Meta learning with language models: Challenges and opportunities in the classification of imbalanced text

Vassilev, Apostol, Jin, Honglan, Hasan, Munawar

arXiv.org Artificial Intelligence 

Out of policy speech (OOPS) has permeated social media with serious consequences for both individuals and society. Although it comprises a small fraction of the content generated daily on social media, sifting through the data to quickly identify and eliminate the toxic content is difficult. The scale of this problem has long passed a threshold that requires automated detection. Yet it remains to be a challenging problem for machine learning (ML) due to the way OOPS manifests itself in datasets: context-dependent, nuanced, non-colloquial language that may even be syntactically incorrect.
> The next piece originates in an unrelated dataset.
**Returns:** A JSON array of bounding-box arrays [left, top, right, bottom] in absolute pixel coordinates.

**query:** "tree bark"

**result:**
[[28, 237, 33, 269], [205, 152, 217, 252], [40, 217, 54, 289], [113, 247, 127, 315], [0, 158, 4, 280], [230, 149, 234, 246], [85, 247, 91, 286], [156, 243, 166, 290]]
Because the OOPS content of the dataset is usually only a small fraction of the overall size, there is a high imbalance between OOPS and in-policy text. Related to this, there are not many high-quality labeled datasets with consistent definitions of OOPS and in-policy content. The difficulties are exacerbated further by significant differences in the distributions of the datasets that the model has been trained on and the data it sees during deployment. When faced with all of these challenges, ML models applied to natural language processing (NLP) tasks quickly reach a performance ceiling that limits their usefulness for sensitive tasks, such as OOPS detection.